Krisis Suriah ditangani pula oleh utusan khusus PBB, seorang diplomat asal Norwegia bernama Geir Pedersen. Ia ditunjuk oleh Sekjen PBB pada 8 Januari 2019. AS menunjuk pula Joel Rayburn sebagai utusan khususnya untuk Suriah sejak Juli 2018.
Krisis Libya ditangani langsung pula oleh PBB. Antonio Guterres menunjuk diplomat asal Slovakia, Jan Kubis, sebagai utusan khususnya di Libya sejak 18 Januari 2021.

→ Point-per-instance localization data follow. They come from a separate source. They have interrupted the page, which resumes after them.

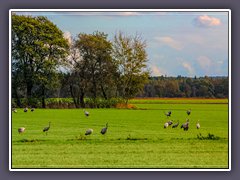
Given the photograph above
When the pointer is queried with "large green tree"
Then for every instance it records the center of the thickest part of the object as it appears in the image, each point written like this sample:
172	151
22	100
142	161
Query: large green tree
130	54
38	49
95	65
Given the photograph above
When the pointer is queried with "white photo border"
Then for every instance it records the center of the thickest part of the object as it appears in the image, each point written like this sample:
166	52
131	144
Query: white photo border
120	10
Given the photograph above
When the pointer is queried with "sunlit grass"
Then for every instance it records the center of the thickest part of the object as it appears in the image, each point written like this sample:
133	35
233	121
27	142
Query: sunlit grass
135	138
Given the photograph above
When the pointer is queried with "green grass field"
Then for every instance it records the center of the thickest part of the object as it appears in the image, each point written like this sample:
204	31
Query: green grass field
135	138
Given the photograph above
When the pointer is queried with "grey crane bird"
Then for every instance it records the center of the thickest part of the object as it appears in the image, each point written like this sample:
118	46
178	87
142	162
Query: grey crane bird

PBB pun menangani krisis Gurun Sahara Barat yang meletus sejak pemerintah kolonial Spanyol meninggalkan wilayah itu pada 1975. Wilayah Gurun Sahara Barat kemudian diperebutkan oleh Maroko dan Gerakan Pembebasan Gurun Sahara Barat (Polisario).
Gencatan senjata antara Maroko dan Polisario dengan mediator PBB dicapai pada 1991. Sejak itu, PBB menunjuk utusan khusus untuk mencari solusi politik atas krisis Gurun Sahara Barat. Lembaga itu sejak 1 Desember 2017 menunjuk diplomat asal Kanada, Colin Stewart, sebagai utusan khusus baru di Gurun Sahara Barat.
Krisis Somalia yang meletus sejak tahun 1991 juga tidak lepas dari penanganan PBB. Sekjen PBB sejak 30 Mei 2019 telah menunjuk diplomat AS, James Swan, sebagai utusan khusus di Somalia.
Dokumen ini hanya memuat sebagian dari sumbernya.